Wooldridge v. Green

Keith, P.,

delivered the opinion of the court.

This case is a sequel to that of Green, Trustee, v. Wooldridge, Travers & Co., reported in 89 Va. 632, 16 S. E. 875. The suit was originally brought in the circuit court of Halifax county by Wooldridge, Travers & Co., to recover a sum of money *462evidenced by a note given by William E. Green, trustee, the consideration of which was the price of fertilizers purchased by him. Green was the trustee, under the will of William B. Green, to hold certain property, real and personal, upon the the trusts declared in the will. In the suit such proceedings were had that a decree was rendered directing the debts to be paid out of the corpus of the personal property so held in trust. From that decree an appeal was taken, and this court, being of opinion that the decree of the circuit court of Halifax county was erroneous in appropriating the capital of the trust estate to satisfy the debts in question, reversed it, and, proceeding to enter such decree as in its judgment the circuit court should have rendered, “adjudged and ordered that so much of the said decree [appealed from] as directed the sale of the crops on the trust estate is affirmed, and so much of the said decree as directed the sale of the other personal property belonging to the trust estate, part of the capital thereof, is reversed and annulled; * * * and this cause is remanded to the circuit court of Halifax county for further proceedings tobe had therein in order to a final decree in accordance with the foregoing opinion of this court and the views herein. ’ ’

In the course of the opinion the following language is used :

“In this case the burden thus placed by the law upon the trustee is not borne; the necessity for the encroachment is not established. There is no evidence in the record showing, or tending to show, that the expenditure was either necessary or proper, — there is no effort made to show it, — while, on the contrary, it appears that the trustee had left his wife and children on their own land, where he did not reside with them, and was living apart from them on a place, alone ; and there is no evidence to show that he contributed to their maintenance and support in any way whatever, or to any degree. He cultivated this estate, and used and occupied it, while his wife and children lived apart, and not with him, nor under his care and protection. It was not proved — and the court will not presume *463without any evidence — that the necessities of the beneficiaries required that the capital of the estate should be encroached upon for their support and maintenance.
“The decree of the circuit court of Halifax county, directing a sale of the ^capital of the trust estate to satisfy the debts in question, was erroneous. The crops only should have been held so liable, and properly subjected to the satisfaction of the said debts. ’ ’

The case went back to the circuit court, and that court was asked to rent out the real estate, and appropriate the rents and profits to the payment of the debt of the plaintiffs. In the meantime the trust created under the will had terminated, the trustee had died, the mother of the children had died, and the trust property had vested in the children absolutely.

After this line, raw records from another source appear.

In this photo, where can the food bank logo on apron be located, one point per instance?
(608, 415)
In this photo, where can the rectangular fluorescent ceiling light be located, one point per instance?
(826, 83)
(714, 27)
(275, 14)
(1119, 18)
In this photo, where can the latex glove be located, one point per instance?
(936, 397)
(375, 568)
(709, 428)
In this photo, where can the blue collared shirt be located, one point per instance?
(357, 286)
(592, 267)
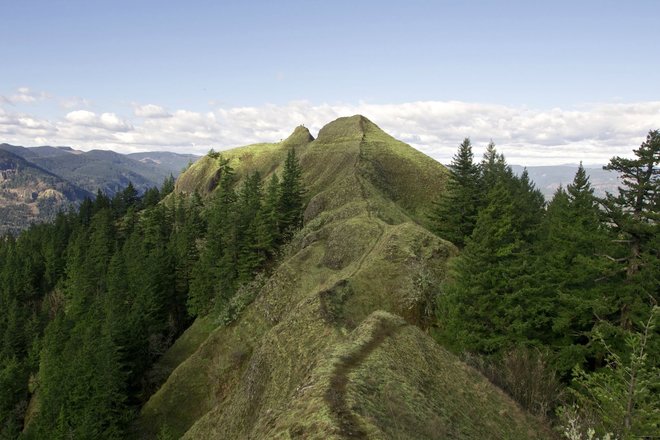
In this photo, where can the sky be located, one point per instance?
(548, 82)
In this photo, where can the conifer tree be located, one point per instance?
(485, 306)
(291, 195)
(634, 215)
(455, 213)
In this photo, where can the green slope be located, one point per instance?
(331, 347)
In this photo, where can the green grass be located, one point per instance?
(329, 348)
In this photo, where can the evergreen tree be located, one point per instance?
(267, 222)
(455, 213)
(486, 306)
(215, 270)
(634, 216)
(291, 196)
(570, 270)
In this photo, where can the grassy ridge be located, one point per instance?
(330, 342)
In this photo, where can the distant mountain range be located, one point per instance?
(548, 178)
(37, 182)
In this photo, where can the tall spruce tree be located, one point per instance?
(485, 307)
(292, 195)
(634, 215)
(455, 213)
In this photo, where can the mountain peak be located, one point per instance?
(300, 135)
(352, 127)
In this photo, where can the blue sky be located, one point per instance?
(111, 57)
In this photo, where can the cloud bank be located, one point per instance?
(589, 133)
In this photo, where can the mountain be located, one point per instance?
(29, 193)
(548, 178)
(173, 162)
(72, 175)
(336, 343)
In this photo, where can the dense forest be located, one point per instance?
(564, 293)
(89, 302)
(554, 302)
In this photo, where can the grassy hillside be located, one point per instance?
(332, 345)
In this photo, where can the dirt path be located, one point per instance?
(335, 396)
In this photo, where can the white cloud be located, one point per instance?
(73, 102)
(81, 117)
(591, 133)
(150, 111)
(107, 121)
(23, 95)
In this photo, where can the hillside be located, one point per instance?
(334, 344)
(37, 182)
(29, 193)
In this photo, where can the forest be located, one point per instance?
(555, 302)
(90, 301)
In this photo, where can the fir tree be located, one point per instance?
(634, 216)
(455, 213)
(291, 195)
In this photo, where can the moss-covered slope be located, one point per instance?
(331, 347)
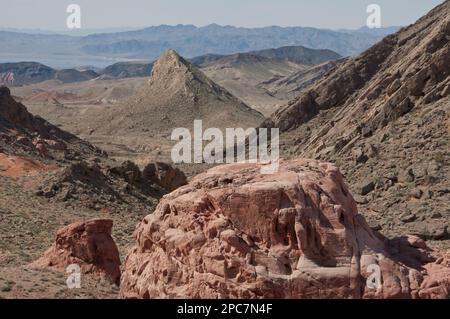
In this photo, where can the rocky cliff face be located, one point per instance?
(87, 244)
(234, 233)
(383, 118)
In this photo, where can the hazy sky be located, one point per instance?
(335, 14)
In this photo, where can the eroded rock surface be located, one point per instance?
(234, 233)
(88, 244)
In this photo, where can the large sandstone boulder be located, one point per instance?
(88, 244)
(234, 233)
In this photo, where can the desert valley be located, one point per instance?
(87, 178)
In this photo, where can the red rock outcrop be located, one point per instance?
(235, 233)
(88, 244)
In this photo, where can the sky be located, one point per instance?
(97, 14)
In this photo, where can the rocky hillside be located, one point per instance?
(21, 132)
(176, 94)
(242, 73)
(383, 117)
(289, 87)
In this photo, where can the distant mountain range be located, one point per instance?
(102, 49)
(23, 73)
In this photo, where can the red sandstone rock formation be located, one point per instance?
(234, 233)
(88, 244)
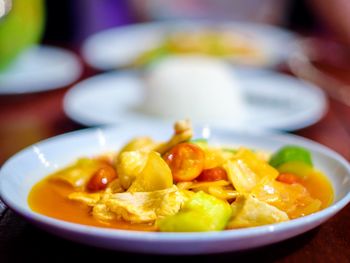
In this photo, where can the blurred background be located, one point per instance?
(41, 52)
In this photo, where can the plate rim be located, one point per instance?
(281, 31)
(51, 48)
(306, 120)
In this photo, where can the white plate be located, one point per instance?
(21, 172)
(40, 68)
(118, 47)
(273, 101)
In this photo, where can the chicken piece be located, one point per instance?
(139, 144)
(129, 165)
(140, 207)
(183, 132)
(249, 211)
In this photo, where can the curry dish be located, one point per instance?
(184, 185)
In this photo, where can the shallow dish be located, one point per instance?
(40, 68)
(118, 47)
(22, 171)
(268, 97)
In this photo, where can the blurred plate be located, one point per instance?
(118, 47)
(40, 68)
(273, 101)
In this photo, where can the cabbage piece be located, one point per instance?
(86, 198)
(79, 173)
(246, 170)
(140, 207)
(294, 199)
(202, 212)
(156, 175)
(249, 211)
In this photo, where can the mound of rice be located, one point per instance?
(203, 89)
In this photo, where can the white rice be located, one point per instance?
(203, 89)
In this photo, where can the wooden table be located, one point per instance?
(28, 118)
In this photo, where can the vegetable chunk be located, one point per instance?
(202, 212)
(248, 211)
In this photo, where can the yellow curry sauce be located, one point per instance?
(49, 198)
(184, 185)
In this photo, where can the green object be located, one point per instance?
(20, 29)
(291, 153)
(298, 168)
(202, 212)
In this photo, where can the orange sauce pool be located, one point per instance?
(49, 198)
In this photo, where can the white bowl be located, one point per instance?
(26, 168)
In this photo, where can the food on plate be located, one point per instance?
(201, 88)
(184, 184)
(231, 45)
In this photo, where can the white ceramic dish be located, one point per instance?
(40, 68)
(22, 171)
(273, 101)
(119, 46)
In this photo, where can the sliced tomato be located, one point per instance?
(186, 161)
(213, 174)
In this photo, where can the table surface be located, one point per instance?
(26, 119)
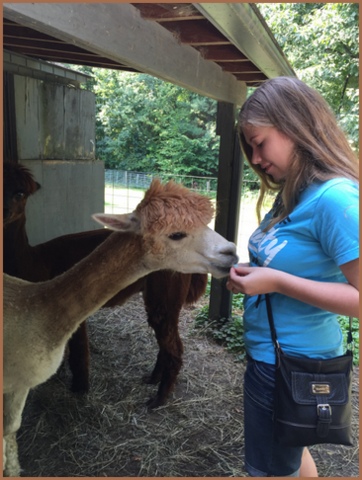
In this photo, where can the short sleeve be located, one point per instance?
(336, 221)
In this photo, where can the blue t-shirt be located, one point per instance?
(318, 236)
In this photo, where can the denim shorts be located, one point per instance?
(264, 456)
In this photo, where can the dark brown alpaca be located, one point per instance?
(164, 292)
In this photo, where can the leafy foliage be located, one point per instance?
(321, 41)
(229, 331)
(145, 124)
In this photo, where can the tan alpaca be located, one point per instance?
(168, 230)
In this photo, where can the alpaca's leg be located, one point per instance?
(13, 408)
(164, 296)
(79, 359)
(11, 466)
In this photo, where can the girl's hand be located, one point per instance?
(252, 280)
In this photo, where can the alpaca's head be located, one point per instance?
(172, 222)
(170, 207)
(18, 185)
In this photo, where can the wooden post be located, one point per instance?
(228, 200)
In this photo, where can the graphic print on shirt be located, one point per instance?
(265, 244)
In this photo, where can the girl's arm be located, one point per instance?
(340, 298)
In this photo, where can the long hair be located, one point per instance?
(321, 150)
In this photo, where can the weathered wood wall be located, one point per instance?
(53, 121)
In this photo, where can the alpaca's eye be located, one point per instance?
(177, 236)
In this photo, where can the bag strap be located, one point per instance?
(274, 333)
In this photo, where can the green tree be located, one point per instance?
(321, 41)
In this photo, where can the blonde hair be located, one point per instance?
(321, 151)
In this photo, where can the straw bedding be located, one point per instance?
(109, 432)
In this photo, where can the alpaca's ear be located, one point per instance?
(127, 222)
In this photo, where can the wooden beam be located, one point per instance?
(228, 200)
(118, 32)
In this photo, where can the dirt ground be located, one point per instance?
(109, 432)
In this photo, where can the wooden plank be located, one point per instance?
(228, 201)
(118, 32)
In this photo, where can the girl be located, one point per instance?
(304, 253)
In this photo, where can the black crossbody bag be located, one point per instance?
(312, 397)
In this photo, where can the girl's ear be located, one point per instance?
(128, 222)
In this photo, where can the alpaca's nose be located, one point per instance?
(230, 251)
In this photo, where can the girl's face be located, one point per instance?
(272, 150)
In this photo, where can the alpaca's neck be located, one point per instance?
(16, 246)
(87, 286)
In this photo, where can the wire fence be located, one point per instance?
(124, 190)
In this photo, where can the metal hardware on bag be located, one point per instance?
(323, 407)
(321, 388)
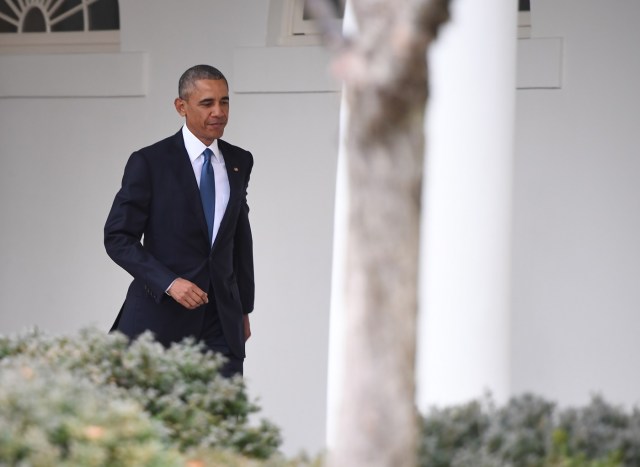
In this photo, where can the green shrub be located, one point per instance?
(529, 431)
(179, 387)
(52, 418)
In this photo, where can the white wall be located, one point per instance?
(576, 268)
(61, 161)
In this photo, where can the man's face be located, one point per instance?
(206, 109)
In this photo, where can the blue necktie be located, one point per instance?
(208, 191)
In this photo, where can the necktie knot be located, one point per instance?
(207, 155)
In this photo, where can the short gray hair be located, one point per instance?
(195, 73)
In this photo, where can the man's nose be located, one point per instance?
(216, 110)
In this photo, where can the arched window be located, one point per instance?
(59, 25)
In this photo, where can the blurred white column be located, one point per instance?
(464, 317)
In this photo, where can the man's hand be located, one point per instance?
(187, 294)
(247, 327)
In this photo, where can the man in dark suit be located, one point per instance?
(180, 226)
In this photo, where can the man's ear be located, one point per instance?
(180, 104)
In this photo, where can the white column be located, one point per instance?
(336, 319)
(464, 317)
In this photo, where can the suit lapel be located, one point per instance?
(231, 165)
(183, 171)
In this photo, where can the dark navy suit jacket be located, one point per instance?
(156, 231)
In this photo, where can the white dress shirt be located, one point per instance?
(195, 148)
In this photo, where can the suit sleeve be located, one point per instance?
(126, 224)
(243, 251)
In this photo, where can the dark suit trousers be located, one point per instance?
(213, 337)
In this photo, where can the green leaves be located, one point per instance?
(173, 398)
(530, 431)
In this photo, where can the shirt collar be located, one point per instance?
(195, 147)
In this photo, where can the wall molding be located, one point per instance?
(74, 75)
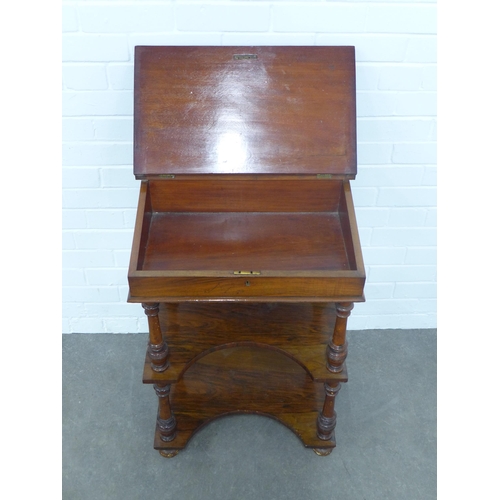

This court had, upon the former appeal, determined the extent to which the crops could be subjected in satisfaction of the debts, upon the record as it then stood. It had determined that no case had as yet been made which would warrant an invasion of the capital of the trust estate with respect to the personalty, and what was there said as to personalty is equally true with respect to the realty. Having withdrawn from the pursuit of the creditors that portion of the trust estate which the circuit court had subjected to their demands, this court proceeded to render such a decree as the circuit court should have rendered, and remanded the cause for further proceedings to be had therein.

The case, as returned to us, is identical in all respects with the record heretofore passed upon in this court. No new evidence or fact is introduced, and the only difference between the record upon which we are now to pass and that acted upon by this court upon the former appeal is that the creditors asked that the real property might be rented out. If they are now entitled to that relief, they must have been equally so when the case was originally heard in the circuit court, and when the case was heard here upon the former appeal; and had this court *464been of opinion that, upon the record as made, they were entitled to the rental of the real estate, it would, in depriving them of the right to subject the corpus of the personal estate, have given them a decree subjecting the rental of the real estate. This was not done. If the appellants were entitled to that relief, it should have been accorded to them, and the failure to do so is equivalent to an adjudication against their right.

It may have been the purpose of this court, in remanding the case instead of finally disposing of it, to enable the creditors to introduce additional evidence into the record. That view, however, is matter of conjecture. No such evidence was introduced, but the case is before us upon the same state of facts upon which this court has once before passed: We think this

view is conclusive of the case, and renders unnecessary any further discussion of it.

The decree of the circuit court is affirmed.